If the employee has received the grant of the option, he or she must go through the documents thoroughly to determine the rights available and restrictions applied to employees. All the information regarding the ESOPs is captured in the ESOP plan of the company. The options agreement will provide the key details of the option grant such as the vesting schedule, how the ESOPs shall vest, shares represented by the grant, and the strike price. As a key employee or executive, he may be allowed to negotiate certain aspects of the options agreement, such as a vesting schedule where the shares vest faster, or at a lower exercise price.
The exercise period is when the employees can exercise the option of buying the shares. The company will have the freedom to specify the lock-in period for the shares issued (if any) after the exercise of the option. The employees will not have the right to receive any dividend or to vote or enjoy the advantages of a shareholder in respect of the ESOP granted to them until the shares are issued on exercise of his option. The letter of offer mentions the number of shares to be offered under ESOPs, their price, and the beneficiary employees depending upon their eligibility. Whenever an employee leaves the company or retires before the vesting period, the company is required to buy back the ESOP at a fair market value within 60 days.

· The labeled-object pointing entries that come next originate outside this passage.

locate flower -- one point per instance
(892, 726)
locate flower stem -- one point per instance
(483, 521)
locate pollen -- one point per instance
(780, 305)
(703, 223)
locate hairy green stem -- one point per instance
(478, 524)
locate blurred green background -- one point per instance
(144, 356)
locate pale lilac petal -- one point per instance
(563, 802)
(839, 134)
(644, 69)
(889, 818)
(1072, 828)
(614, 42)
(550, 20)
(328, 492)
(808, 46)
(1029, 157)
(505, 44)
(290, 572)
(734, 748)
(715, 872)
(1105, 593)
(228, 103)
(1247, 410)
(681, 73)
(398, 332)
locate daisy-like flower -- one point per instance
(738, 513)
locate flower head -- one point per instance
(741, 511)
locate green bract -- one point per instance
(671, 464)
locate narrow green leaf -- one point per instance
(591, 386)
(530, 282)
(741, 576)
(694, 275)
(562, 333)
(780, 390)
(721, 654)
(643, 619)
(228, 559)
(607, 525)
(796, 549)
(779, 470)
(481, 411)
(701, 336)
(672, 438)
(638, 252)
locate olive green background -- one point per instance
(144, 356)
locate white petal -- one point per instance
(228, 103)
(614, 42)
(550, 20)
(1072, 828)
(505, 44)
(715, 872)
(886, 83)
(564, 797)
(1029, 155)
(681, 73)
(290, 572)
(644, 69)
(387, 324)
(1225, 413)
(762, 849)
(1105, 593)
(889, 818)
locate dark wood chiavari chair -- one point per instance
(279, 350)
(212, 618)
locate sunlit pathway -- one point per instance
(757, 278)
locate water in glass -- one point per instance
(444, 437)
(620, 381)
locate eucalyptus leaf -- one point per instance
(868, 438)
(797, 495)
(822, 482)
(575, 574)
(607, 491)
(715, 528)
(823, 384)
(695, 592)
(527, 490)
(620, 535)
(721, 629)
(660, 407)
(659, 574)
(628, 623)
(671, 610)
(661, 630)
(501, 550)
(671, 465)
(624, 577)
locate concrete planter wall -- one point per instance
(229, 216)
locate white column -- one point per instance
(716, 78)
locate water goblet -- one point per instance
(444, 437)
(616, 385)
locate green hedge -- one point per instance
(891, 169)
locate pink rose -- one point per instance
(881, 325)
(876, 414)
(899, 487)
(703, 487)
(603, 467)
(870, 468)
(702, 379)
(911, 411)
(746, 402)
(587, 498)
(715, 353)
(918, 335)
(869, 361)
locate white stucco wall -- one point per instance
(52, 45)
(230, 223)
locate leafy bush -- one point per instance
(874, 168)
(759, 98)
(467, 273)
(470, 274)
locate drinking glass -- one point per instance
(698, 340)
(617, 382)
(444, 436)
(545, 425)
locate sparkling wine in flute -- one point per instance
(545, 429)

Eligibility of the persons to whom the ESOPs be issued
Rule 12(1) of Companies (Share Capital and Debentures) Rules, 2014 states that ESOPs can be issued to the following employees -
a) A permanent employee of the company who is working in India or outside India.
b) A Director of the company, including a whole-time or part-time director but not an independent director.
c) A permanent employee or director of a subsidiary company in India, outside India, a holding company, or an associate company.
Disclosures to be made while issuing ESOPs
An ESOP Scheme should contain information regarding the following:
a. The total number of stock options which is to be granted,
b. The identified class of employees who can participate in the ESOP,
c. Requirements of vesting period of ESOP,
d. Maximum period within which the options can be vested,
e. The exercise price and process of exercise,
f. The lock-in period, if any,
g. The grant of the maximum number of options for an employee,
h. The methods used by the company to value its options,
i. The conditions of lapsing of the options vested in employees,
j. A statement that the company will comply with the applicable accounting standards
The ESOPs are taxed indifferent manner for employees mainly in the following two instances:
1. At the time of exercising ESOP: It is considered as a Perquisite under the income head ‘Salary’. Hence, when an employee exercises his option, the difference between the Fair Market Value (FMV) as on the date of exercise and the exercise price is taxable as a perquisite.
2. At the time of selling ESOP: Considered a Capital Gain, it is imposed after the employee sells his/her shares after buying them, if he/she sells these options at a price higher than FMV on the exercise date, they would be liable for capital gains tax.
When an employee exercises the stock option, it is taxable income. The shares are credited to the Demat Account of an employee once shares are purchased.